En los últimos años, algo nuevo —o al menos más visible— empezó a formar parte del universo adolescente: comunidades digitales que ofrecen respuestas rápidas sobre qué significa “ser varón”.
Videos, foros, redes sociales, discursos que hablan de éxito, de poder, de relaciones, de lugar en el mundo. Son espacios donde muchos adolescentes encuentran algo que no siempre aparece en otros ámbitos: certezas, pertenencia, identidad.
A este entramado se lo ha empezado a llamar “manósfera”.
Pero más allá del nombre, lo importante no es sólo lo que allí se dice, sino por qué resulta tan atractivo para tantos jóvenes.
Porque si algo sabemos es que la adolescencia es, entre muchas cosas, una búsqueda: ¿quién soy?, ¿qué lugar tengo?, ¿cómo se espera que sea?

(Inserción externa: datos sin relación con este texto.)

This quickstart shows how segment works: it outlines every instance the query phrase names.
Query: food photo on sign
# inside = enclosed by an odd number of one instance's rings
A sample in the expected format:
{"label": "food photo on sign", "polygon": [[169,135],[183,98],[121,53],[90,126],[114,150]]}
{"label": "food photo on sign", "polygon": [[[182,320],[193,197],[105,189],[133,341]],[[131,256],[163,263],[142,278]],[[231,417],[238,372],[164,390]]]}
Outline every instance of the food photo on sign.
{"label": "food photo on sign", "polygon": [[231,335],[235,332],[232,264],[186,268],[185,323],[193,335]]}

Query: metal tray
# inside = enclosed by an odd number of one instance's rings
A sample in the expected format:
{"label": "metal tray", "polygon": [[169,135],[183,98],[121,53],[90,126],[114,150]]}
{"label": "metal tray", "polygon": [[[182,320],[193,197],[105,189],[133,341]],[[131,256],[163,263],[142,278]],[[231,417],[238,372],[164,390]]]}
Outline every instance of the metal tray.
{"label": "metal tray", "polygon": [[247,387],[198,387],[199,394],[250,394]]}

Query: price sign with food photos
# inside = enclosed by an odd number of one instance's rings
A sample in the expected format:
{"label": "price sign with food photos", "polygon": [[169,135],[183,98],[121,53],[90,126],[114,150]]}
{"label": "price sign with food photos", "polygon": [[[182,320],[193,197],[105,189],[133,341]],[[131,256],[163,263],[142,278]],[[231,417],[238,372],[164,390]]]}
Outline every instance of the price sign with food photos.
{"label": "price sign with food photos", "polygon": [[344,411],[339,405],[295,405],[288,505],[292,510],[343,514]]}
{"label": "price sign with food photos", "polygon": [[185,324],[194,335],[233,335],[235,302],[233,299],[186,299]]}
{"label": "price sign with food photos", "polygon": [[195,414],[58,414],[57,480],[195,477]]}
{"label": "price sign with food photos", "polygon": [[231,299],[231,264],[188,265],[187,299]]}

Y cuando esas preguntas no encuentran espacios donde ser pensadas, habladas, acompañadas, otras voces aparecen para responderlas.
Muchas de estas comunidades ofrecen definiciones claras y contundentes: cómo debe ser un varón, qué lugar ocupar, cómo vincularse. En ese sentido, no sólo transmiten ideas, sino que proponen modelos de identidad.
El sociólogo Michael Kimmel lo plantea con claridad cuando afirma que “la hombría es una prueba permanente que debe demostrarse ante otros hombres”. En ese escenario, no hay lugar para la duda, la fragilidad o la pregunta: hay que rendir examen todo el tiempo.
Y ahí aparece una tensión importante porque mientras estas propuestas ofrecen seguridad y pertenencia, muchas veces lo hacen a costa de simplificar la complejidad de los vínculos, de reducir a los otros a categorías rígidas, de transformar el malestar en enojo dirigido hacia afuera.
En lugar de habilitar preguntas, ofrecen respuestas cerradas. En lugar de alojar la incertidumbre, la cancelan. Pero el problema no empieza ahí.
Como advierte Rita Segato, las violencias y las formas rígidas de la masculinidad no nacen en el vacío: son parte de tramas culturales más amplias. En esa misma dirección, el investigador argentino Luciano Fabbri señala que a muchos varones “se nos enseñó más a reaccionar que a registrar lo que nos pasa”. En ese aprendizaje, expresar lo que duele, pedir ayuda o nombrar la fragilidad queda muchas veces fuera de lo posible.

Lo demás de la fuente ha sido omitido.